27 Jan, 2014 15:49 / Updated 11 years ago

The 2014 Financial Times MBA ranking of the world’s leading business schools shows the salary of top MBA graduates has doubled over the past 5 years, despite a slowdown in the global economy .

According to the FT survey, 94 percent of respondents say they had achieved the increase in salary they were looking for after graduating with an MBA. Those students who entered the programme in 2008-2009 and graduated in 2010, in the years of downturn, say their salaries have doubled over the last five years.

The highest earners three years after graduating were from Stanford Graduate School of Business with an average $182,000 a year. The second highest salary, and probably the most elite, were Harvard graduates with $176,000.

However the doubling of salary is still not a record. In the mid-nineties salaries tripled within a similar five-year period. Many of those MBA graduates went on to head the world’s top corporations.

According to the FT500 top global companies survey, 30 percent of chief executives of the leading international companies hold MBA degrees. In the US the share of Masters of Business Administration among the chief executives of major companies is close to half.

Besides the complexity of the programme the cost of 24 out of 100 elite MBA’s is over $100,000, added to that there are accommodation costs and two years loss of salary.

Elite 100 MBAs is just 1 percent of about 12,000 business schools worldwide, and many graduate from them with $100,000 dollars of debt.

Chinese MBA graduates benefit even better than their US or European colleagues, due to the comparative rarity of the programme. The FT’s 2014 ranking survey shows that from 2008, when alumni entered the programme to October 2013, when the regular survey was done, their average salary jumped 160 percent.
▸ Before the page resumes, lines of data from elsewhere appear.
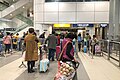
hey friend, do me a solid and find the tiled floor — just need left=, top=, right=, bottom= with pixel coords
left=0, top=53, right=21, bottom=68
left=0, top=51, right=120, bottom=80
left=78, top=52, right=120, bottom=80
left=0, top=52, right=90, bottom=80
left=15, top=57, right=90, bottom=80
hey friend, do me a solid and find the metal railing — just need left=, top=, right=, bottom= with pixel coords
left=100, top=40, right=120, bottom=67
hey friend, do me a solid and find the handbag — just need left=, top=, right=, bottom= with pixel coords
left=57, top=41, right=70, bottom=61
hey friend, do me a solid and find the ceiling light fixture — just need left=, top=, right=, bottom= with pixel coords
left=23, top=6, right=25, bottom=8
left=11, top=5, right=14, bottom=8
left=10, top=14, right=13, bottom=16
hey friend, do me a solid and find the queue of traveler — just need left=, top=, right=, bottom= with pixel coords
left=0, top=32, right=28, bottom=56
left=20, top=28, right=79, bottom=73
left=1, top=28, right=99, bottom=74
left=24, top=30, right=98, bottom=74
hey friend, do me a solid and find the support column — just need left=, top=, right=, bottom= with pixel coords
left=34, top=0, right=45, bottom=35
left=109, top=0, right=120, bottom=41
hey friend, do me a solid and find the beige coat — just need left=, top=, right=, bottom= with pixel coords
left=24, top=34, right=38, bottom=61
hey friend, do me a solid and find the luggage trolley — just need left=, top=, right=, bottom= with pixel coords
left=54, top=61, right=79, bottom=80
left=95, top=42, right=103, bottom=56
left=19, top=42, right=26, bottom=68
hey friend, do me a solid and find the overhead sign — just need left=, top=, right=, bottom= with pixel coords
left=73, top=24, right=94, bottom=27
left=4, top=28, right=16, bottom=31
left=73, top=24, right=77, bottom=27
left=54, top=24, right=71, bottom=28
left=100, top=24, right=108, bottom=27
left=78, top=24, right=89, bottom=27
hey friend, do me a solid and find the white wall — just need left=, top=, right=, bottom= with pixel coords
left=34, top=1, right=109, bottom=24
left=34, top=23, right=52, bottom=37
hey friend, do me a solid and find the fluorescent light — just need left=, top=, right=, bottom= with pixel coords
left=10, top=14, right=13, bottom=16
left=11, top=5, right=14, bottom=8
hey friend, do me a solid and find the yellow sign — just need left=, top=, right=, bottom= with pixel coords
left=53, top=24, right=70, bottom=28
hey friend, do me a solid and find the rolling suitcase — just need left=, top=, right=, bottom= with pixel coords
left=84, top=46, right=87, bottom=53
left=95, top=45, right=102, bottom=55
left=39, top=59, right=49, bottom=72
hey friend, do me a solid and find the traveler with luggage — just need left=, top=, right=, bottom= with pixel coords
left=91, top=35, right=98, bottom=55
left=3, top=32, right=11, bottom=54
left=77, top=33, right=82, bottom=52
left=24, top=28, right=38, bottom=73
left=56, top=33, right=79, bottom=80
left=85, top=33, right=91, bottom=51
left=45, top=31, right=57, bottom=61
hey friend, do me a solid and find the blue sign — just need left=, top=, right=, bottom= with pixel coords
left=73, top=24, right=94, bottom=27
left=89, top=24, right=94, bottom=27
left=73, top=24, right=78, bottom=27
left=77, top=24, right=89, bottom=27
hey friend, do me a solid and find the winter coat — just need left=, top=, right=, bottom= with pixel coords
left=24, top=34, right=38, bottom=61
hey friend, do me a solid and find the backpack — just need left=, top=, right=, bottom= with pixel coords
left=13, top=38, right=17, bottom=42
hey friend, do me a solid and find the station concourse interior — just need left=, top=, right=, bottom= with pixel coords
left=0, top=0, right=120, bottom=80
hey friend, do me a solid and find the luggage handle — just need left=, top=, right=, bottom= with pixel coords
left=75, top=62, right=80, bottom=69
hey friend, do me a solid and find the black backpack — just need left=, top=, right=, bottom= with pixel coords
left=13, top=38, right=17, bottom=42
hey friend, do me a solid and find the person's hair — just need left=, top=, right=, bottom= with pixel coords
left=78, top=33, right=81, bottom=36
left=52, top=30, right=55, bottom=34
left=16, top=33, right=19, bottom=35
left=29, top=28, right=34, bottom=33
left=73, top=33, right=77, bottom=39
left=6, top=32, right=10, bottom=35
left=66, top=33, right=74, bottom=39
left=93, top=35, right=96, bottom=38
left=33, top=32, right=37, bottom=36
left=86, top=33, right=89, bottom=35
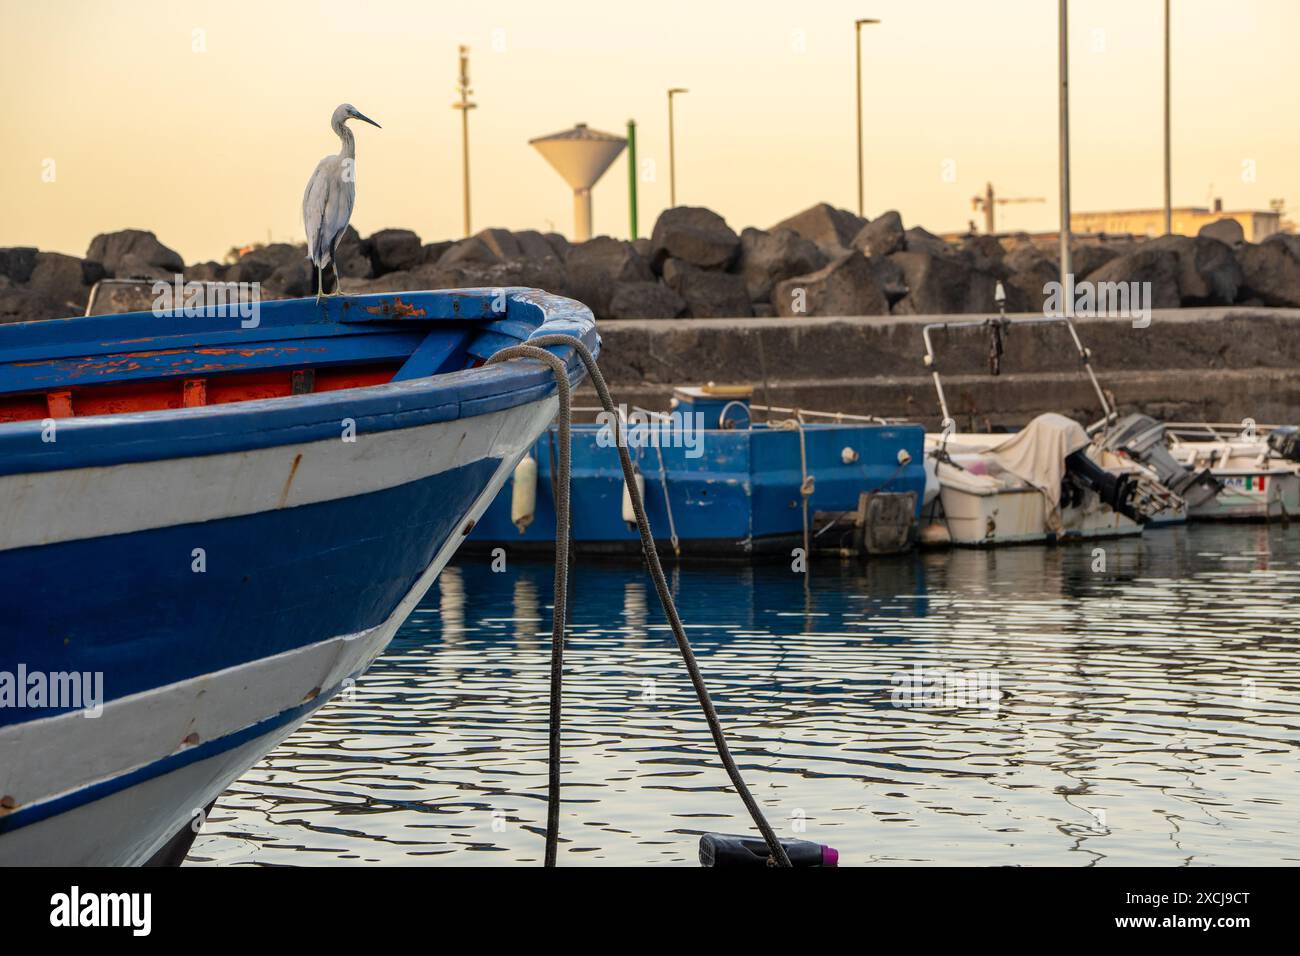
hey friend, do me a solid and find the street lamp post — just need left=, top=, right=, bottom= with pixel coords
left=452, top=45, right=476, bottom=238
left=668, top=88, right=688, bottom=207
left=854, top=18, right=880, bottom=218
left=1058, top=1, right=1072, bottom=293
left=1163, top=0, right=1172, bottom=234
left=628, top=119, right=639, bottom=239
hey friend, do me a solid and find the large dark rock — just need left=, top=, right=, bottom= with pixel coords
left=772, top=252, right=888, bottom=317
left=473, top=228, right=521, bottom=260
left=1198, top=218, right=1245, bottom=246
left=265, top=259, right=315, bottom=298
left=650, top=206, right=741, bottom=270
left=81, top=258, right=108, bottom=288
left=608, top=281, right=686, bottom=319
left=771, top=203, right=865, bottom=256
left=543, top=233, right=571, bottom=260
left=420, top=241, right=453, bottom=266
left=566, top=237, right=652, bottom=317
left=184, top=261, right=228, bottom=282
left=86, top=229, right=184, bottom=278
left=437, top=236, right=499, bottom=269
left=852, top=211, right=905, bottom=258
left=1002, top=245, right=1059, bottom=312
left=865, top=254, right=908, bottom=304
left=959, top=234, right=1008, bottom=277
left=368, top=229, right=423, bottom=275
left=1083, top=248, right=1182, bottom=309
left=0, top=287, right=60, bottom=324
left=902, top=226, right=956, bottom=258
left=27, top=252, right=93, bottom=313
left=334, top=225, right=372, bottom=278
left=350, top=255, right=567, bottom=298
left=1237, top=235, right=1300, bottom=308
left=662, top=259, right=752, bottom=317
left=229, top=243, right=302, bottom=284
left=1145, top=234, right=1242, bottom=305
left=0, top=247, right=38, bottom=284
left=736, top=227, right=827, bottom=302
left=513, top=230, right=560, bottom=261
left=890, top=251, right=997, bottom=314
left=1070, top=243, right=1119, bottom=279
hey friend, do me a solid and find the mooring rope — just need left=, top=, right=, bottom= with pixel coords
left=487, top=336, right=792, bottom=868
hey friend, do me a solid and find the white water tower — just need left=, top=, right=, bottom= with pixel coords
left=529, top=123, right=627, bottom=241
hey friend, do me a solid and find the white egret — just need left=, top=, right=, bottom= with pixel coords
left=303, top=103, right=381, bottom=302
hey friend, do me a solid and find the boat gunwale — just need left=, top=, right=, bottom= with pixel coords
left=0, top=288, right=597, bottom=477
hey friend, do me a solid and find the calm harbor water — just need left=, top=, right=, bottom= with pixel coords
left=193, top=524, right=1300, bottom=866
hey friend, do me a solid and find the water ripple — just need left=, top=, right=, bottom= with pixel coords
left=192, top=524, right=1300, bottom=866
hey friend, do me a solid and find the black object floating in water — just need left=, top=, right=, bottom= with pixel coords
left=699, top=833, right=838, bottom=868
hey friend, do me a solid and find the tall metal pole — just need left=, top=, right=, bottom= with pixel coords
left=854, top=19, right=879, bottom=218
left=1058, top=1, right=1072, bottom=294
left=1163, top=0, right=1172, bottom=235
left=452, top=45, right=476, bottom=237
left=668, top=88, right=687, bottom=207
left=627, top=119, right=639, bottom=239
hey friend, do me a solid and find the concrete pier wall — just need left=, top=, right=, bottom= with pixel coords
left=583, top=307, right=1300, bottom=429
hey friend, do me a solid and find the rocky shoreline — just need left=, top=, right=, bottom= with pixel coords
left=3, top=202, right=1298, bottom=324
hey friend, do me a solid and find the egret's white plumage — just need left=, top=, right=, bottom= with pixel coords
left=303, top=103, right=381, bottom=300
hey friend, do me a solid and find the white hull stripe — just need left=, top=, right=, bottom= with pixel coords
left=0, top=398, right=556, bottom=551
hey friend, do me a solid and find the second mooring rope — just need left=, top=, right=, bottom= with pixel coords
left=487, top=335, right=792, bottom=868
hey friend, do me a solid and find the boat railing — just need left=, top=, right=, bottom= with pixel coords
left=920, top=313, right=1116, bottom=436
left=1165, top=421, right=1281, bottom=443
left=84, top=278, right=260, bottom=317
left=565, top=403, right=900, bottom=430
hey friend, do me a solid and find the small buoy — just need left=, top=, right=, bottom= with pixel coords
left=841, top=446, right=859, bottom=464
left=622, top=468, right=645, bottom=527
left=511, top=454, right=537, bottom=533
left=896, top=448, right=912, bottom=466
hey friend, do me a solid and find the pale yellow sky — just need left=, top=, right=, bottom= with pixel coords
left=1, top=0, right=1295, bottom=263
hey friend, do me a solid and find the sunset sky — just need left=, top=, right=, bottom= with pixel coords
left=1, top=0, right=1296, bottom=264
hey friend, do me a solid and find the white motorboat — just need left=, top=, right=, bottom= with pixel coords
left=918, top=305, right=1184, bottom=547
left=1165, top=422, right=1300, bottom=520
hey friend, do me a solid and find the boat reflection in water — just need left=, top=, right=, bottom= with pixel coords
left=194, top=525, right=1300, bottom=867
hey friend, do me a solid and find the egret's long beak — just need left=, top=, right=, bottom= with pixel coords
left=352, top=111, right=381, bottom=129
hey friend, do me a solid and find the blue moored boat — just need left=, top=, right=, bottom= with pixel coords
left=470, top=385, right=927, bottom=558
left=0, top=288, right=596, bottom=865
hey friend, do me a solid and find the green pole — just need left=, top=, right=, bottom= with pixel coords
left=627, top=119, right=639, bottom=240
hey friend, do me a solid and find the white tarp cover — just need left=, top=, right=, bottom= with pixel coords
left=988, top=413, right=1091, bottom=532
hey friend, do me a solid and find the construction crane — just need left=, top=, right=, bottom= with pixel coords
left=971, top=182, right=1046, bottom=235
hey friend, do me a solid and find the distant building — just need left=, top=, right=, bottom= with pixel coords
left=1070, top=200, right=1286, bottom=241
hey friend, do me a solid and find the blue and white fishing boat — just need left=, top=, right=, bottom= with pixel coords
left=470, top=385, right=927, bottom=558
left=0, top=288, right=596, bottom=865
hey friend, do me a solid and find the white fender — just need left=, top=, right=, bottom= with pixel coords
left=511, top=454, right=537, bottom=532
left=622, top=469, right=645, bottom=527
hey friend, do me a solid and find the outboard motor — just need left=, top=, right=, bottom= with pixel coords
left=1267, top=425, right=1300, bottom=462
left=1064, top=450, right=1147, bottom=523
left=1098, top=413, right=1220, bottom=508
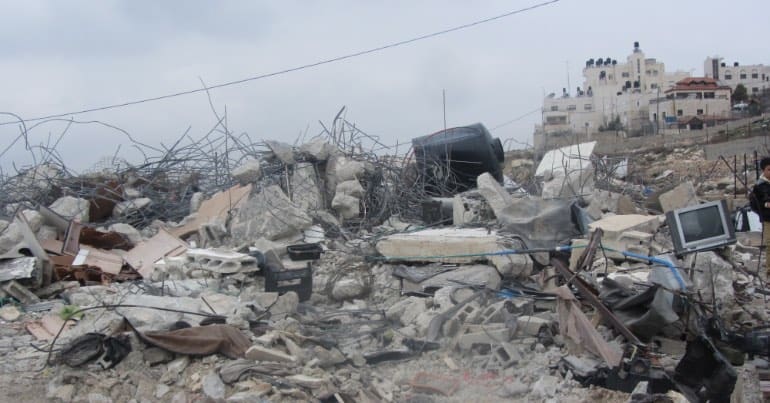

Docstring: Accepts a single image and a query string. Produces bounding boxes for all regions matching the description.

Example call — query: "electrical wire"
[0,0,559,125]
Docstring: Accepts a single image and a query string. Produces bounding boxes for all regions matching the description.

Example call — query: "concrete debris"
[658,181,699,213]
[49,196,90,222]
[0,134,765,402]
[231,185,312,242]
[230,158,262,185]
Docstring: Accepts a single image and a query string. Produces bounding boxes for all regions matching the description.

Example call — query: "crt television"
[666,199,736,257]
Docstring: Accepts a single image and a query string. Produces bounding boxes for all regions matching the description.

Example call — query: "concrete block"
[184,248,259,274]
[478,300,515,324]
[601,230,653,260]
[516,316,551,337]
[331,193,359,219]
[442,302,482,337]
[457,324,512,350]
[49,196,90,222]
[231,159,262,185]
[299,139,335,161]
[335,180,365,198]
[113,197,153,217]
[108,222,143,245]
[588,214,660,239]
[245,345,297,363]
[265,140,295,165]
[491,342,522,368]
[2,280,40,305]
[659,181,698,213]
[231,185,312,242]
[476,172,513,217]
[489,251,533,278]
[291,163,323,211]
[376,228,502,264]
[452,193,491,225]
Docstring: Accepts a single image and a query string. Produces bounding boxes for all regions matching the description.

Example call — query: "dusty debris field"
[1,124,769,403]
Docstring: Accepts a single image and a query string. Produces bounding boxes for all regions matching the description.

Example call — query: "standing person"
[754,157,770,275]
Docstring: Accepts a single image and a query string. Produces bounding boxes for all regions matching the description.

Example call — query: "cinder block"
[184,248,259,274]
[457,324,511,351]
[490,342,522,368]
[2,280,40,305]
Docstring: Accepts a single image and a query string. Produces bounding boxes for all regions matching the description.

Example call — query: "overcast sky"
[1,0,768,172]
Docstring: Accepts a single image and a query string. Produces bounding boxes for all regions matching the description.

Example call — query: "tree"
[733,84,748,104]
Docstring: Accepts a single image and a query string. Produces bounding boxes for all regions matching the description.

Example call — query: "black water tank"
[412,123,504,196]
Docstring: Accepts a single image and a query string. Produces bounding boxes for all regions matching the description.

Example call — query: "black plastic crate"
[286,243,323,261]
[264,262,312,302]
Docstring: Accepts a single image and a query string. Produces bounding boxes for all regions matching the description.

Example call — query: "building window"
[752,70,759,79]
[697,109,704,115]
[677,109,683,116]
[740,70,747,79]
[653,70,659,76]
[584,104,592,110]
[608,74,613,80]
[567,105,576,111]
[753,87,759,93]
[704,92,715,99]
[550,105,558,111]
[651,83,658,89]
[546,116,567,124]
[725,70,732,80]
[662,112,667,119]
[622,72,629,78]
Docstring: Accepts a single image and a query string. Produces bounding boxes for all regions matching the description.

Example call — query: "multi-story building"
[649,77,731,130]
[704,57,770,96]
[534,42,689,150]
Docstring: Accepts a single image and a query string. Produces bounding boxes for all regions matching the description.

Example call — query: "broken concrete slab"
[291,163,323,211]
[692,251,735,305]
[659,181,699,213]
[541,164,595,199]
[476,172,513,217]
[231,158,262,185]
[113,197,153,218]
[335,180,365,198]
[49,196,90,222]
[331,193,360,220]
[588,214,660,240]
[231,185,312,242]
[265,140,296,165]
[0,257,38,282]
[125,228,188,279]
[299,139,335,161]
[108,223,143,246]
[169,184,252,238]
[376,228,502,264]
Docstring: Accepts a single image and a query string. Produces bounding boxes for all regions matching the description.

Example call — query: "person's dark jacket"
[755,176,770,222]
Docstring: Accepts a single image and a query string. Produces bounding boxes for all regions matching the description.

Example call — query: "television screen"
[679,205,724,243]
[666,200,736,257]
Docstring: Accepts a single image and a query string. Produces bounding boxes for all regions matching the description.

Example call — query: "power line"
[0,0,559,126]
[489,107,542,130]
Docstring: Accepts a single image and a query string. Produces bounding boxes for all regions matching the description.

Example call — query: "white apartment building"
[536,42,689,147]
[704,57,770,95]
[649,77,731,130]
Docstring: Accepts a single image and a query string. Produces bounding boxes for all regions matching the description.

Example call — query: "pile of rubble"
[0,130,768,402]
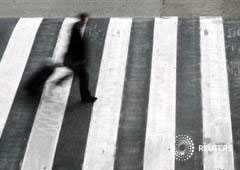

The majority of the top business schools are located in the US with 51 out of 100, and 7 of the top 10. London Business School is the best among the other 25 European MBAs in the list, and ranks third in the world.

The FT ranking has been going since 1999. The 2014 ranking was compiled from the examination of 23,000 alumni from 153 business schools, where 47 percent, or more than 10,000 MBA graduates completed the survey.